Gonzalo Santonja Gómez-Agero (born 12 October 1952) is a Spanish writer, politician, professor, and literary critic who, since 2022, has served as Minister of Culture, Tourism, and Sport in the Junta of Castile and León, as an appointee of Vox.

==Biography==
Born in Béjar, Province of Salamanca, Santonja was active in the Communist Party of Spain (PCE) in his youth, for which he was arrested in the late years of Francoist Spain. He fled to France but moved back soon after, stating that he could not stand the French people. In the 1970s, he also expressed sympathy for Herri Batasuna, the political arm of ETA. He was a close friend of communist poet Rafael Alberti and an advisor to his eponymous foundation. He married Dolores Grimau, whose father Julián Grimau was executed by Franco in 1963 for running the PCE's clandestine activities in Spain.

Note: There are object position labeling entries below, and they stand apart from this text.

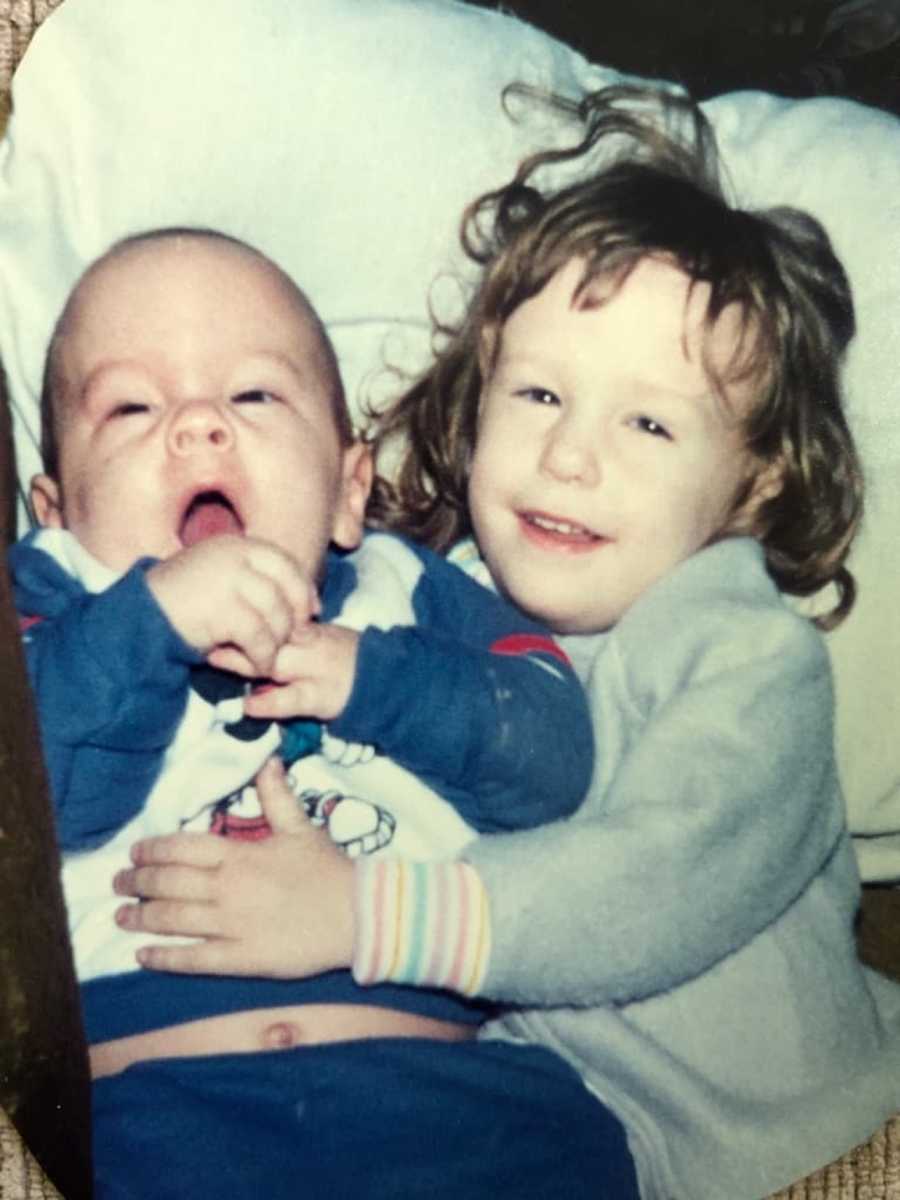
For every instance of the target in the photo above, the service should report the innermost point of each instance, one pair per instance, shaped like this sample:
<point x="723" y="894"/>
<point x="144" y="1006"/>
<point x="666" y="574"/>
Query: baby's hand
<point x="281" y="907"/>
<point x="312" y="675"/>
<point x="237" y="592"/>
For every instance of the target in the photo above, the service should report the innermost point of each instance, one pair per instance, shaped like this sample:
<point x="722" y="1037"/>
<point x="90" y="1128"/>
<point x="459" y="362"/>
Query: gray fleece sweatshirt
<point x="685" y="939"/>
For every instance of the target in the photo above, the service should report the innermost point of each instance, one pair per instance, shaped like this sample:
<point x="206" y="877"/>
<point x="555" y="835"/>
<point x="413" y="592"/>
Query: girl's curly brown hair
<point x="665" y="198"/>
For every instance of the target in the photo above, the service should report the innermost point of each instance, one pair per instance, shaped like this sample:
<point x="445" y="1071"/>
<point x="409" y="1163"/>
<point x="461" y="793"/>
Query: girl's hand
<point x="281" y="907"/>
<point x="313" y="675"/>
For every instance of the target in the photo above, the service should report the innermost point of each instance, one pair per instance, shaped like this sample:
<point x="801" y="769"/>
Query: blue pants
<point x="365" y="1120"/>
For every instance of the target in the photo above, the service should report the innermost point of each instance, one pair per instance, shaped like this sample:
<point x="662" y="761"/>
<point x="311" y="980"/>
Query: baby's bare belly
<point x="270" y="1029"/>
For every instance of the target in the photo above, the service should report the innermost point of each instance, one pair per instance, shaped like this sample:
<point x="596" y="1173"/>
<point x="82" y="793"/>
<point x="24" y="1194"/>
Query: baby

He is a member of the Academia Argentina de Letras, the North American Academy of the Spanish Language and the Philippine Academy of the Spanish Language. He has written over 30 books of essays and five on the history of bullfighting, a practice that he supports. He has been a professor at the Complutense University of Madrid and director of the Instituto Castellano y Leonés de la Lengua.

In March 2022, he was named Minister of Culture, Tourism, and Sport in the Junta of Castile and León, by Vox, the junior partner in the People's Party-led second government of Alfonso Fernández Mañueco. In July 2024, Vox national leader Santiago Abascal severed all the party's coalitions with the PP in a dispute over housing of unaccompanied migrant minors; Santonja remained in office while three Vox ministers resigned.